I need time to digest this, before I can make a coherent reply...
Seems that the Catholic church goes through upheaval, serious upheaval, every 500 years or so.
It really didn’t get established until about 400 AD.
It was about 1054 when the Great Schism happened and the EO were established.
It was during the 1500’s when the Protestant Reformation happened.
We’re at the next 500 year mark and Roman Catholicism is looking to be on the brink of another crisis.
And each time, that part headquartered at the Vatican takes the name of Roman Catholicism and anathema’s those who don’t follow it, just like the did with the EO and those who wouldn’t buckle under in the 1500’s.
FWIW, the EO consider themselves to be the original Catholic church with Rome being in schism.
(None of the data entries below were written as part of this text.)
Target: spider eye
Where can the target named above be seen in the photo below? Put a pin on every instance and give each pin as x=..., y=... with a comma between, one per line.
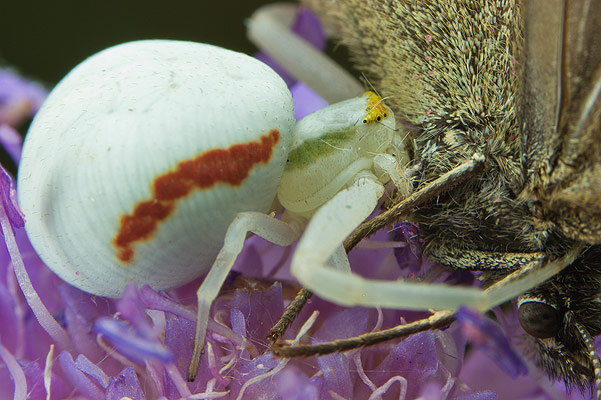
x=539, y=319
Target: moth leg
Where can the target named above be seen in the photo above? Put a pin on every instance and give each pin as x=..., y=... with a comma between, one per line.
x=509, y=287
x=447, y=181
x=269, y=30
x=269, y=228
x=437, y=320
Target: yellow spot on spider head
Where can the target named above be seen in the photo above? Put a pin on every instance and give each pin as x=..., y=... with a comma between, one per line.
x=376, y=110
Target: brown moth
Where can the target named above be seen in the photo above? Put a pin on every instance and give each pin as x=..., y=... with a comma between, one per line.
x=520, y=83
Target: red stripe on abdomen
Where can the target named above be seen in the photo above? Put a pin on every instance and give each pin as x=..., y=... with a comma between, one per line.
x=228, y=166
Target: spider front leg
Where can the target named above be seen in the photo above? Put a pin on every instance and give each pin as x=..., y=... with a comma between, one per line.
x=269, y=30
x=265, y=226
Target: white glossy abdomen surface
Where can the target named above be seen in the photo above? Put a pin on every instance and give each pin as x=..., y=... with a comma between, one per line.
x=141, y=157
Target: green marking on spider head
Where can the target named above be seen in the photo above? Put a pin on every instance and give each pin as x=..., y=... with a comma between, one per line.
x=315, y=148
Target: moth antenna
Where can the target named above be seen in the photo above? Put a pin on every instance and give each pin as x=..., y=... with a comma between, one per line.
x=593, y=357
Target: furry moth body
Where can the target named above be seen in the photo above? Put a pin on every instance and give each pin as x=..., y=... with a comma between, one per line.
x=520, y=82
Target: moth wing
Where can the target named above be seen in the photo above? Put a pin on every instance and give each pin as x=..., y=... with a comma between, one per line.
x=562, y=110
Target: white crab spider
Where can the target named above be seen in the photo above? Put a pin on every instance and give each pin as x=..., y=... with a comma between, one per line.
x=151, y=157
x=332, y=222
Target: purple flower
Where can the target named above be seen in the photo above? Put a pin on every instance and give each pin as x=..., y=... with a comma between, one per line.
x=19, y=98
x=59, y=341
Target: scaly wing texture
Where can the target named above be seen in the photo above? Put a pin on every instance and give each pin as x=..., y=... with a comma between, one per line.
x=563, y=113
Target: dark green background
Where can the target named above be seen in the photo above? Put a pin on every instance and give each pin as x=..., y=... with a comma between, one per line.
x=44, y=39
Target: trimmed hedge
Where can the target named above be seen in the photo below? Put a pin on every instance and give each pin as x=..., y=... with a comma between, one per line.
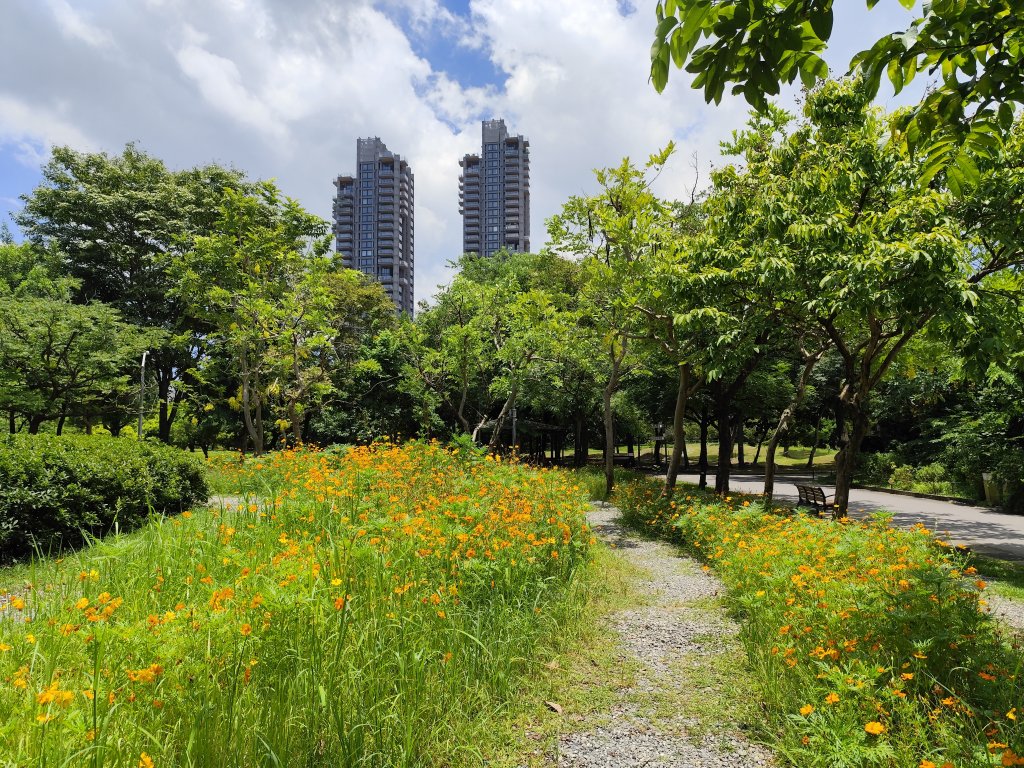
x=54, y=492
Only here do I disagree with the reviewer. I don't own Douthat's book yet, but if Ross has said Bergoglio never formally endorsed communion for the divorced and remarried, I would ask him why Francis, describing them as "authentic magisterium," ordered the official publication of his letter to a group of Argentine bishops and their (heretical) guidelines for the interpretation of "Amoris Laetitia," his apostolic exhortation on the family.
Update: Pope's letter to Argentine bishops on 'Amoris Laetitia' part of official record
The Pope’s teachings are not always infallible. They are so in very limited and well defined citcumstaces.
It important not to expand the popular understanding of 3infalliblity beyond the official teaching.
“Today some bishops interpret Amoris to abrogate the old teaching while others maintain the traditional position, with the disconcerting result that Catholic truth shifts depending on where the faithful live. “
Truth can’t really be shifted, if it could it wouldn’t be truth. People’s perception of what they believe is true can be shifted. But in 1000 years I think I know what folks who stubbornly bother to call themselves Catholic will still think about civil divorce and remarriage.
“The leading lights of theological liberalism are octogenarians, and there are no successors in the wings.”
Anyone can see it—younger clergy in general are simply more conservative. To choose to become a priest today you have to really care about it to bother with it at all. So are liberals or conservatives more likely to really care about something like that today?
Freegards
I’ve read the book and recommend it highly.